No comunicado, o governo brasileiro afirma que os dois líderes “manifestaram grande preocupação com o uso da força contra um país sul-americano, em violação ao direito internacional, à Carta das Nações Unidas e à soberania da Venezuela.”
“E destacaram que tais ações constituem um precedente extremamente perigoso para a paz e a segurança regionais e para a ordem internacional”, diz trecho.
Presos políticos
Segundo o texto, Lula e Petro – que nunca se preocuparam com a situação dos presos políticos venezuelanos – celebraram o anúncio do presidente da Assembleia Nacional, Jorge Rodríguez, sobre o início da libertação das pessoas detidas injustamente.

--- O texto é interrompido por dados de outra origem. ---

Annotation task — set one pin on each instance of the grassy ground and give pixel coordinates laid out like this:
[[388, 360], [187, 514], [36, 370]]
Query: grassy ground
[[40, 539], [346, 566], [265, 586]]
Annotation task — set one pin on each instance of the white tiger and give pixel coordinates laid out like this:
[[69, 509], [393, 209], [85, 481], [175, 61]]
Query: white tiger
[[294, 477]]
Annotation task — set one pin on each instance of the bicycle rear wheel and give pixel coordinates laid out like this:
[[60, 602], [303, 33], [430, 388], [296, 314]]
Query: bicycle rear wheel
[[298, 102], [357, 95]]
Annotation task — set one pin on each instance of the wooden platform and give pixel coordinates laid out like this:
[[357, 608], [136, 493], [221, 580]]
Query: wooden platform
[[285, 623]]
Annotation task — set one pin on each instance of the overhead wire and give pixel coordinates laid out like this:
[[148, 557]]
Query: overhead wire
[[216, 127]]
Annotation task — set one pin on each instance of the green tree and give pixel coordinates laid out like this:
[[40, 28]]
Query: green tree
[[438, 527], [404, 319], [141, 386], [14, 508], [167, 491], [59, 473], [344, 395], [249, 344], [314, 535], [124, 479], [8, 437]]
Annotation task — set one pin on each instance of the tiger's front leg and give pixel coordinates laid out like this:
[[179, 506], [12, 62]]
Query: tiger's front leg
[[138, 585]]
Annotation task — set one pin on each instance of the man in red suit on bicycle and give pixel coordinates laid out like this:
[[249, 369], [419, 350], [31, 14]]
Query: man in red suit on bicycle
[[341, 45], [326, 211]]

“Saudaram, nesse sentido, o anúncio feito na tarde desta quinta-feira pelo presidente da Assembleia Nacional da Venezuela de liberação de presos nacionais e estrangeiros”, afirma.
Ainda de acordo com a nota, os presidentes concordaram que “a situação na Venezuela deve ser resolvida exclusivamente por meios pacíficos, por meio da negociação e do respeito à vontade do povo venezuelano”.

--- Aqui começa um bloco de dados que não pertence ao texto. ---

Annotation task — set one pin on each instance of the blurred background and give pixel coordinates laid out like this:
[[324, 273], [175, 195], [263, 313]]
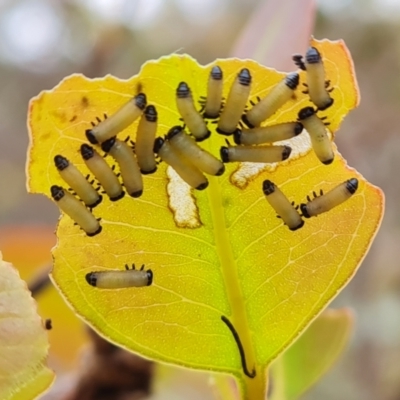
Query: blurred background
[[43, 41]]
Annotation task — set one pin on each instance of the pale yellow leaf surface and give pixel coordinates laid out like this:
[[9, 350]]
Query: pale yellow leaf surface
[[23, 340], [230, 256]]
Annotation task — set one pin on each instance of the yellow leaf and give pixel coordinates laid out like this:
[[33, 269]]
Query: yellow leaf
[[23, 340], [216, 253], [29, 249], [311, 356]]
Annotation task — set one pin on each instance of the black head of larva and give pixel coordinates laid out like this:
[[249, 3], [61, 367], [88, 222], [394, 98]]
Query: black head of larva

O comunicado informa também que, a pedido da Venezuela, Lula enviará 40 toneladas de insumos e medicamentos “para reabastecer o estoque de produtos e soluções para diálise que estavam em um centro de abastecimento atingido pelos bombardeios do último dia 3 de janeiro.”
Aliança com Trump
O presidente dos Estados Unidos, Donald Trump, e Petro, concordaram em realizar ações conjuntas contra o Exército de Libertação Nacional (ELN), principal guerrilha colombiana em atividade.

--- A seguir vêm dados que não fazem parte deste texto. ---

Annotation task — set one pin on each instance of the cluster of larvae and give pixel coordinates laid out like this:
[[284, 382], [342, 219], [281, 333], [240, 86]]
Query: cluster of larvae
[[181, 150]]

A informação foi confirmada pelo ministro do Interior da Colômbia, Armando Benedetti, após uma ligação telefônica entre os presidentes na noite de quarta-feira, 7.
Segundo Bendetti, Petro e Trump “se comprometeram a fazer ações conjuntas” contra o ELN.
Em dezembro, a guerrilha ordenou o confinamento de civis em áreas sob seu controle, em uma ação classificada pelo próprio grupo como uma “greve armada”, apresentada como resposta às supostas “ameaças de intervenção” feitas por Trump.